Саша очнулась, провела рукой по лицу, осмотрелась. По острову пронесся крик:
— Сынок! Петенька!
Упав на землю, шарила вокруг себя, точно слепая, ощупывала каждый камень, каждую кочку.
Проснувшийся Игорь съежился, наблюдая за ней.
— Петя!.. Сыночек! — жалобно звала Саша. В первый раз заплакала.
Игорь бросился к ней, обхватил ее руками и сам горько, по-детски, заплакал.
— Я похоронил его! — всхлипывая, прошептал он.
Саша резко отстранилась.
— Где?! — вырвался у нее не то крик, не то стон.
— Там, — указал Игорь на зеленеющий холмик.

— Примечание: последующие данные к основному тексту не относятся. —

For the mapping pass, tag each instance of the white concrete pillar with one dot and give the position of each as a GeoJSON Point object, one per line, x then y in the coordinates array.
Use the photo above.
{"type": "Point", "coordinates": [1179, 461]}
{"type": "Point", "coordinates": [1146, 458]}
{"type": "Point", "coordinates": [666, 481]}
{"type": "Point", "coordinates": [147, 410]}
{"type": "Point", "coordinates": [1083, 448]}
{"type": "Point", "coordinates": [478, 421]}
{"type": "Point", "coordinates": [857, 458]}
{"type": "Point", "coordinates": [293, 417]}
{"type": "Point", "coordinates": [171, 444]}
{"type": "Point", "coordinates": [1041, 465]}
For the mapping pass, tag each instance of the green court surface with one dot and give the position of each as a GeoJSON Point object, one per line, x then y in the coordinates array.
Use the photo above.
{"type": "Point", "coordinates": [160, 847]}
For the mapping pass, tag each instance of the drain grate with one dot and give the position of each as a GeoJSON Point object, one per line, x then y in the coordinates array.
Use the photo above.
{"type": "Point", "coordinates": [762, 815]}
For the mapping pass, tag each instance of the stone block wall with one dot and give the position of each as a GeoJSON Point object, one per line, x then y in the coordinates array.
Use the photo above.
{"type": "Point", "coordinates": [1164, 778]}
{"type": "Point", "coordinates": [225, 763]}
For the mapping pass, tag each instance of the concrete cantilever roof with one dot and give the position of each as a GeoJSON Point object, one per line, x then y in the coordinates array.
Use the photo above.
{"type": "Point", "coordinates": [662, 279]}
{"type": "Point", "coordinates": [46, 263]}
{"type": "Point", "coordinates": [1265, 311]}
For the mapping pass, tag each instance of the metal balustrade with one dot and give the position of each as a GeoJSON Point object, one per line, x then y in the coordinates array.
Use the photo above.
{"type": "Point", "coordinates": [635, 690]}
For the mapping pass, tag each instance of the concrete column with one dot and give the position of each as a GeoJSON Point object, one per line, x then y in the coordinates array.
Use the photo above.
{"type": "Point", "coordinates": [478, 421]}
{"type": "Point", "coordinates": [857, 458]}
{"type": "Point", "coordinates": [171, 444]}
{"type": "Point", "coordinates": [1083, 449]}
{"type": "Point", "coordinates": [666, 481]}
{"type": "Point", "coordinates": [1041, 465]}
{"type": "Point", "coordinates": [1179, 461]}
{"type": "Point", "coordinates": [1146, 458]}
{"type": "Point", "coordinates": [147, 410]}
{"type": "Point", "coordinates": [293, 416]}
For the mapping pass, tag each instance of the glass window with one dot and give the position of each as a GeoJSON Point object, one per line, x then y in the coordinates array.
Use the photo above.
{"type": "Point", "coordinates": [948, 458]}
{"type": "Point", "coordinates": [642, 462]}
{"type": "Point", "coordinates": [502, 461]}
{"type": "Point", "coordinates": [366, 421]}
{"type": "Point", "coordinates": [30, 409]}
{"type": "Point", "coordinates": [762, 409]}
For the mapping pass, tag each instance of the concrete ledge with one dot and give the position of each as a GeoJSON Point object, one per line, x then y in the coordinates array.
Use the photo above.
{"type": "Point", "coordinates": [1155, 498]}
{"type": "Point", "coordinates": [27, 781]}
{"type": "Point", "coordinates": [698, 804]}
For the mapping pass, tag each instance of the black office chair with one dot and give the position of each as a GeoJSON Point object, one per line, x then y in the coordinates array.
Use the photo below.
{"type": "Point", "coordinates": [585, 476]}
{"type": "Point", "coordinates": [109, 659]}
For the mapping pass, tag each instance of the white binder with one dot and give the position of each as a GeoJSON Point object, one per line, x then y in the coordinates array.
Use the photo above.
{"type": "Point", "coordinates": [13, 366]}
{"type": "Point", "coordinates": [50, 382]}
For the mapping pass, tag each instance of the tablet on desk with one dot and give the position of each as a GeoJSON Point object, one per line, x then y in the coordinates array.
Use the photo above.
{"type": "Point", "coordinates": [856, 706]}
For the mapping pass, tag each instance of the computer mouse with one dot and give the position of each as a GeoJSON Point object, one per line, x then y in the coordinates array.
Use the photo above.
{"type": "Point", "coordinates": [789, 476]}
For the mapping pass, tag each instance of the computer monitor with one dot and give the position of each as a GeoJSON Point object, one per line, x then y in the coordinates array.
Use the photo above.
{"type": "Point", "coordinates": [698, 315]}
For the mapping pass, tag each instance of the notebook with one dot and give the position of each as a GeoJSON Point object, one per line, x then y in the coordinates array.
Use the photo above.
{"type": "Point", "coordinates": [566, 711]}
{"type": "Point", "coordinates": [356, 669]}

Саша бросилась к могиле, стала разбрасывать камни. Игорь подскочил к ней, повис у нее на шее:
— Не надо, не надо! Ты опять будешь такая! Мне страшно! Страшно! Лучше бы меня убили! Лучше!
Саша остановилась.
Что-то шевельнулось в ее душе…
— Мы найдем дядю Андрея, — с отчаянием кричал Игорь. — Они убили бабушку, Петю… — Игорь вдруг бросился на землю, закрыл лицо руками: — За что они убили бабушку?! Разве она воевала с ними? За что они убили Петю? Если они убивают ребят, пускай и ребята их убивают, — отчаянно кричал он.
Саша смотрела на мальчика и молчала.
Наступила вторая ночь. С озера потянуло сыростью. Саша не отходила от могилы… Она не чувствовала холода…
«Найти Андрея!» — эта мысль была теперь с ней неотступно.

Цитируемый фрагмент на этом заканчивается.